Conditional Probability on Intermediate Event

[3.141592654]

I have seen in class the following formula used:

P(A | C) = \sum_{B} P(A | B \cap C)*P(B | C)

I don't understand how this formula works? Can anyone help me understand how it can be derived and how I can understand it intuitively? Can a venn diagram be drawn to illustrate this formula?

 

[SW VandeCarr]

I have seen in class the following formula used:

P(A | C) = \sum_{B} P(A | B \cap C)*P(B | C)

I don't understand how this formula works? Can anyone help me understand how it can be derived and how I can understand it intuitively? Can a venn diagram be drawn to illustrate this formula?

It seems you need a B somewhere on the left side of the equation for it to make sense (ie P(A|B,C))

 

[3.141592654]

This is a formula that is seen, for example, in Uniformization:

P_{ij}(t) = P(X(t) = j|X(0) = i)

= \sum^{n=0}_{\infty} P(X(t) = j|X(0) = i, N(t) = n)P(N(t) = n|X(0) = i)

= \sum^{\infty}_{n=0} P^{n}_{ij} \frac{(e^{vt})(vt^n)}{n!}

Where P_{ij}(t) is the transition probability in a continuous time Markov Chain.

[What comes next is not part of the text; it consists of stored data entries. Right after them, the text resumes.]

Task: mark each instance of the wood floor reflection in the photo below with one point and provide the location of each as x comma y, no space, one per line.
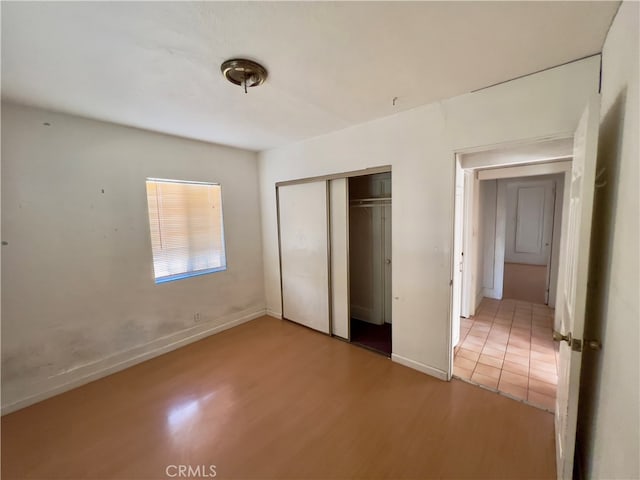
270,399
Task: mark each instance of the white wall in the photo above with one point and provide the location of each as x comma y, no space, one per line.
419,144
77,274
609,425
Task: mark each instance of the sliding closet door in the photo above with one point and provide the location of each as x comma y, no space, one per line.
304,254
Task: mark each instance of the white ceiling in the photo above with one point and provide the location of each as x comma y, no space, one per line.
156,65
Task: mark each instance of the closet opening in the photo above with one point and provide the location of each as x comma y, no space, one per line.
370,261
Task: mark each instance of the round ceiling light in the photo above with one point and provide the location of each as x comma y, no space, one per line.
245,73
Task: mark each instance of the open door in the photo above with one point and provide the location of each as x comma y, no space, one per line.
570,312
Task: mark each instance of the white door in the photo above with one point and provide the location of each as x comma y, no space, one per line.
570,310
529,221
339,213
387,265
304,256
469,242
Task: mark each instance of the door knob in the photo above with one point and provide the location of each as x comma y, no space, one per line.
558,337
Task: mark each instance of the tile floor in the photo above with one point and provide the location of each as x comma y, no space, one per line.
507,346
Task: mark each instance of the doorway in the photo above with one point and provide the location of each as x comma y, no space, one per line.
509,231
370,261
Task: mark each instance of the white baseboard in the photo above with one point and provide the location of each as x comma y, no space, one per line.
421,367
76,377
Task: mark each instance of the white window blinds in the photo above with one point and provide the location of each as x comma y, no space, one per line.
187,234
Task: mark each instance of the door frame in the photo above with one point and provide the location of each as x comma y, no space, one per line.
547,155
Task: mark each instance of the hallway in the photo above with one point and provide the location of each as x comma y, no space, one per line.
507,346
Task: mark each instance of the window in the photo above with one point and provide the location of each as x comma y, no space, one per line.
187,235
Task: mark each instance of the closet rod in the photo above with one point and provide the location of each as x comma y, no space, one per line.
372,200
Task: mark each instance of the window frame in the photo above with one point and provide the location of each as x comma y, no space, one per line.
193,273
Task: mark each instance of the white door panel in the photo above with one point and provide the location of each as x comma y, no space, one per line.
304,257
530,206
339,196
570,311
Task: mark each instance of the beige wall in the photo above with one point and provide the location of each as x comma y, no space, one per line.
420,145
79,298
609,427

Going from the first to second line above is where I got the generalized equation I presented in my original post.

 

[chiro]

This is a formula that is seen, for example, in Uniformization:

P_{ij}(t) = P(X(t) = j|X(0) = i)

= \sum^{n=0}_{\infty} P(X(t) = j|X(0) = i, N(t) = n)P(N(t) = n|X(0) = i)

= \sum^{\infty}_{n=0} P^{n}_{ij} \frac{(e^{vt})(vt^n)}{n!}

Where P_{ij}(t) is the transition probability in a continuous time Markov Chain.

Going from the first to second line above is where I got the generalized equation I presented in my original post.

Hey 3.141592654.

You should try going from the fundamental matrix relationship for continuous time markov chains which is in the form:

dP/dt = PQ for a valid matrix A where P is your transition matrix. You should then get the general solution P(t) = e^(tQ) for t >= 0. You can use properties of operator algebras for any general expression in terms of calculating or you can use some algebra to find closed for expression for p(i,j)(t).

 

[Stephen Tashi]

I have seen in class the following formula used:

P(A | C) = \sum_{B} P(A | B \cap C)*P(B | C)

I don't understand how this formula works? Can anyone help me understand how it can be derived and how I can understand it intuitively? Can a venn diagram be drawn to illustrate this formula?

Do you understand the formula P(A) = \sum_{B} P(A| B) P(B)?

The formula you quoted above is the same formula.

(In both formulas, the variable B must range over a collection of mutually exclusive sets whose union contains A. In problems, this collection of sets is usually a "partition" of the entire probability space. )

The notation "|" for "given" cannot be captured by the visual appearance of a Venn diagram. The event denoted by "X|Y " and the event denoted by X \cap Y are the same set of points.

The notation P(X|Y) implies that we consider the "probability space" to be the set Y.

The notation P(X \cap Y) implies that we consider the whole probability space to be whatever it is in the statement of the problem, before any conditions are mentioned.

Any "law" of probability like P(A^c) = 1 - P(A) is understood to apply within some given probability space of "all possible outcomes". If we let S represent this space then we could write P(A^c|S) = 1 - P(A|S). Usually we leave the space S out of our notation.

The formula P(A) = \sum_{B} P(A|B) P(B) applied when the probability space is C becomes:

P(A|C) = \sum_{B} P( (A|B) | C) P(B|C)

This leaves only the problem of interpreting P( (A|B) | C). We have to argue that this is the same as P(A | B \cap C). It might be a tangle of words to do so, but I hope it is intuitively clear.